In this story, both the hero and the villain have cool inventions. Cole devotes most of pages 8 and 9 to explain THE CLAW’s ingenious method for secretly stealing ships’ cargoes. Thus, THE CLAW’s power is built on both supernatural evil forces and modern technology!
In the second CLAW story, Cole takes a major leap forward as an artist. We move from the rather standard treatment of the Claw’s towering evil presence shown on page three in story one to the astonishingly weird and elegant pose of the villain on page 5 of the second story.

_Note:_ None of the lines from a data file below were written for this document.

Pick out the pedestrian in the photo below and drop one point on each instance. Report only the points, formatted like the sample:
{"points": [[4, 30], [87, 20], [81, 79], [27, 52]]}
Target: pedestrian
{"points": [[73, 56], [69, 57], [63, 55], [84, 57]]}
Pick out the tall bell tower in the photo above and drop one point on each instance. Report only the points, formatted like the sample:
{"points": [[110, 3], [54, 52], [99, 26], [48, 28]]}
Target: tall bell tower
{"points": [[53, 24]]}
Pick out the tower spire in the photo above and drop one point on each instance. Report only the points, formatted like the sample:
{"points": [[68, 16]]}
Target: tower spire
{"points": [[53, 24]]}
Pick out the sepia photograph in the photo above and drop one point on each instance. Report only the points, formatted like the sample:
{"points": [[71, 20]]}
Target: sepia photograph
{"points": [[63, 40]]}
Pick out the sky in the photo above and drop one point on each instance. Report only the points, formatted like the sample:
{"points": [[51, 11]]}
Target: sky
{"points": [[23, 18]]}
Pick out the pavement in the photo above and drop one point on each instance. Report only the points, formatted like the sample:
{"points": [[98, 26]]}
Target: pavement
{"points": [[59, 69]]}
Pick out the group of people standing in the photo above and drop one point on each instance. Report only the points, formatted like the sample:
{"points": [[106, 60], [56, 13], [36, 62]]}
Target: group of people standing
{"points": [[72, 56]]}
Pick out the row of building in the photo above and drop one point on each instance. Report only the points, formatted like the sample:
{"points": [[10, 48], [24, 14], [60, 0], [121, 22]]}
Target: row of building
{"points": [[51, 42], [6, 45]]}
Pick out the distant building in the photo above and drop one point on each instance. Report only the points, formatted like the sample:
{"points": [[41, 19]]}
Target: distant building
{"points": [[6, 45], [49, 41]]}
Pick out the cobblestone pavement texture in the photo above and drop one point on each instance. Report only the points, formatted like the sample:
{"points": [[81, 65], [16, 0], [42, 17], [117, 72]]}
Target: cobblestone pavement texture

This story is one of Cole’s wildest ever, and that’s saying a lot. sheer imagination and quantity of the inventions alone is staggering. It’s not the inventions alone that make this story remarkable, but rather their unusual and poetic application.The idea of a car that can travel on top of the roaring ocean waves is a brilliant juxtaposition of modern technology and powerful natural forces. Cole would recycle this idea with a melting ray mounted on a car in a Midnight story a few years later.
This story ranks among the very best of Cole’s early stories, along with “Sounds From the Past” (Dickie Dean, Silver Streak Comics #3), “Wizard Ward and the Boat Race” (Quicksilver, National Comics #13), and the formally perfect fourth Midnight story from Smash Comics #21.
Much in the way Cole created the Plastic Man character out of an evil man, in an almost unconscious reversal of the typical formula, he started his own title without a featured hero and instead made the all-powerful occidental villain THE CLAW the focus of the book. Art Spiegelman said THE CLAW made Ming the Merciless look like Mother Theresa, and even that is an understatement!
The prime creators of the early Golden Age comics channeled the evil forces around them that were growing in power. In the second CLAW story, from 1940 (before the United States joined the war), Cole includes Hitler and Nazi Germany.
In these stories, Cole also showed his own inner demons and darkness. At the bottom of page 5 in story two, the page with the weirdly graceful pose of the villain, there is a vivid image of a suicide.
In some ways, this story, created early in Cole’s 16-year career in comics, is very similar to his last comic book story, “The Monster They Couldn’t Kill” (Web of Evil #11, 1954) also about a towering giant menace. The difference in the early CLAW stories and “The Monster They Couldn’t Kill,” is a shift in the way technology is viewed. In his last story, Cole’s giant monster is a scientist trying to accomplish something good, and in the end, he does this by killing himself…. a solution Cole would enact in his own life. In the early CLAW stories, however, Cole displays a wholehearted, youthful, fever-pitch enthusiasm for technology and the belief (for it is as much a belief system as any religion) that humanity can invent it’s way out of any crisis.